A versão predominante sobre alguns fatos é muitas vezes mais importante do que os fatos em si. A impressão inicial que a sociedade tiver do plano de estabilização pode vir a ser até mais relevante do que suas reais qualidades técnicas.
Com a aproximação das eleições, as expectativas econômicas dependerão cada vez mais do desenrolar da política. E a campanha, por sua vez, será influenciada pelo desempenho da economia. Essa relação, que ocorre em várias circunstâncias, torna-se mais forte devido à coincidência do início do plano com o período pré-eleitoral.
Até meados de julho é de se esperar que a Copa do Mundo ocupe o centro das atenções. Depois disso, serão as eleições e os índices de inflação as vedetes da opinião pública. E o desempenho da economia no primeiro mês da nova moeda pode ser decisivo.

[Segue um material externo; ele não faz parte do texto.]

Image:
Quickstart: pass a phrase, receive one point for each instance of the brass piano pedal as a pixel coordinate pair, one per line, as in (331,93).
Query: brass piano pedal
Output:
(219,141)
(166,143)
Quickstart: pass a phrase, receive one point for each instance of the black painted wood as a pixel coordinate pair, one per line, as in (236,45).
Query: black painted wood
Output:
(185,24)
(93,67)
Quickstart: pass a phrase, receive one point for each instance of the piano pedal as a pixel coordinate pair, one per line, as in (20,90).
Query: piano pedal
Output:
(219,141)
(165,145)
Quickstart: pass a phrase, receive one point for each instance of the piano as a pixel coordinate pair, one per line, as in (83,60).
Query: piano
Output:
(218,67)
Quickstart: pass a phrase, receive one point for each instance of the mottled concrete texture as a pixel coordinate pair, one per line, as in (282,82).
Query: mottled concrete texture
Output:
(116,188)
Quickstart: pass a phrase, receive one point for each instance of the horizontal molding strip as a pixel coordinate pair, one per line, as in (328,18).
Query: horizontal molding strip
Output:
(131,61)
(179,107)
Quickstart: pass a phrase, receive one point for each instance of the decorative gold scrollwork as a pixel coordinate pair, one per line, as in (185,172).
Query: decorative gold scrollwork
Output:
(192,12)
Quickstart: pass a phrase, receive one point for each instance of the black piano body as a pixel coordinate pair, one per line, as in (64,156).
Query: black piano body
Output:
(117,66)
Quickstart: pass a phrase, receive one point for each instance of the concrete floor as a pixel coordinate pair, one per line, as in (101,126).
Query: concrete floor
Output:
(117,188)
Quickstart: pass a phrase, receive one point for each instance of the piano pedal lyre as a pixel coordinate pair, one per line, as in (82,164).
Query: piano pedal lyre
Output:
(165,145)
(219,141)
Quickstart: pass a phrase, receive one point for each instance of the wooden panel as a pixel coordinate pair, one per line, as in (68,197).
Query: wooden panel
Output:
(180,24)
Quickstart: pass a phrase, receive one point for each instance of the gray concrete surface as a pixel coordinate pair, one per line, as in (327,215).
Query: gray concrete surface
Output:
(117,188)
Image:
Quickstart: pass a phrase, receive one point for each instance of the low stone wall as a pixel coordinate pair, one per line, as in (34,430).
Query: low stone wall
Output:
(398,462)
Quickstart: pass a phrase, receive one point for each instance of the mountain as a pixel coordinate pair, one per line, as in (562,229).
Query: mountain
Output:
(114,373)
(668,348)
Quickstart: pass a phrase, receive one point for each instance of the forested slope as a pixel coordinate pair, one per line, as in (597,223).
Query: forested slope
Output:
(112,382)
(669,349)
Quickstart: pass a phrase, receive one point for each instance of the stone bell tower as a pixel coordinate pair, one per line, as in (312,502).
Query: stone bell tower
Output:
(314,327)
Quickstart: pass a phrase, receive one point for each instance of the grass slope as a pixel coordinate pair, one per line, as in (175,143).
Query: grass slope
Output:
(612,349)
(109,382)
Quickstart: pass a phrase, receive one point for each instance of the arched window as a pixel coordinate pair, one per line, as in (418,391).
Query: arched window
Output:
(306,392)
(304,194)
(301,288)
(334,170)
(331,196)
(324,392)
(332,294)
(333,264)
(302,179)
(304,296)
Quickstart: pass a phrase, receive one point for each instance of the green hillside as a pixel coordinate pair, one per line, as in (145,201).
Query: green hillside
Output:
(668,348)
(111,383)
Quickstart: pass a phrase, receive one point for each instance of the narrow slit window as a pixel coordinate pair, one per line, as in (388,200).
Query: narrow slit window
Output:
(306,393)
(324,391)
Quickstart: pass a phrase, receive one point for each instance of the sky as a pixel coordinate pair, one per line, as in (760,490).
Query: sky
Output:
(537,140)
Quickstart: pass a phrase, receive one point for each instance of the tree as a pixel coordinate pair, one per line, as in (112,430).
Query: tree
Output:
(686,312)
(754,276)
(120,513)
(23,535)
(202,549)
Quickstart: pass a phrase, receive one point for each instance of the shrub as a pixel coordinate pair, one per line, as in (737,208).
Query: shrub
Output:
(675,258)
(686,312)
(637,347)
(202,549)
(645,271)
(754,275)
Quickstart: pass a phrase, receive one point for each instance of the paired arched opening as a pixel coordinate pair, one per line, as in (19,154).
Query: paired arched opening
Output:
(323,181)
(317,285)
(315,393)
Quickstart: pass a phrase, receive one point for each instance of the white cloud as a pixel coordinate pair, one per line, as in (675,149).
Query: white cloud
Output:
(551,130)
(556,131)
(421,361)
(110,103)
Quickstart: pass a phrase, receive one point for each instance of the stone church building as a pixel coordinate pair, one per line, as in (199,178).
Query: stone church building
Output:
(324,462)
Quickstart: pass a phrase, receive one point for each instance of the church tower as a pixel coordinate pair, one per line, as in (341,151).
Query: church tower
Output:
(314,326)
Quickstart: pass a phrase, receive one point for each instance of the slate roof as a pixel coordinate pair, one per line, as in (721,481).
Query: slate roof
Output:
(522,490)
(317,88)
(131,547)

Os resultados dos índices de julho terão um impacto magnificado pela coincidência entre a data de sua divulgação e o início do horário eleitoral gratuito. Neste, o tema central da disputa entre os candidatos tende a ser o plano econômico. Não necessariamente a realidade do plano, mas sim seu significado no imaginário da população.
Caso a inflação de julho seja "aceitável", o plano ganha credibilidade, a candidatura FHC provavelmente se fortalece e as perspectivas quanto à continuidade da política econômica melhoram. Se, ao contrário, a subida dos preços der a impressão de que mais uma vez a estabilidade fracassou, então pioram as chances de Fernando Henrique e torna-se mais difícil conter a inflação nos meses seguintes.
Os índices de julho, portanto, poderão ser dados de extrema relevância para os futuros desdobramentos políticos e econômicos. Um resultado excepcionalmente bom pode consolidar Fernando Henrique como o principal adversário de Lula e uma onda de otimismo pode até levá-lo à Presidência.
Mas, se a inflação for excessivamente alta, Lula provavelmente será o mais beneficiado, visto ser o candidato que melhor expressa o sentimento oposicionista, de descontentamento com o "status quo".
Por ser também o menos compromissado com as reformas necessárias à manutenção da estabilidade, o crescimento do candidato petista solapa a credibilidade do plano. Nessas circunstâncias, pode-se criar um mecanismo de realimentação entre a candidatura oposicionista e o descontrole da inflação, não se descartando até mesmo uma vitória de Lula no primeiro turno.
Se no período inicial os índices ficarem em uma faixa intermediária e seu impacto político não for definitivo em nenhuma direção, então cresce a disputa pela versão de sucesso ou fracasso do plano.
Nesse caso, o acirramento da campanha em agosto e setembro e a polarização no 2º turno tendem a distanciar o discurso da realidade. Esse descolamento não é uma novidade na política, mas é especialmente prejudicial quando está em jogo a estabilidade da economia.
Pois, se na disputa eleitoral pesa o imaginário da população, para efetivamente governar pesa a dura realidade do país. Resta esperar que o futuro eleito tenha o bom senso de separar discurso e realidade. Afinal, pôr um fim à crise brasileira é um desafio muito maior do que ganhar uma eleição.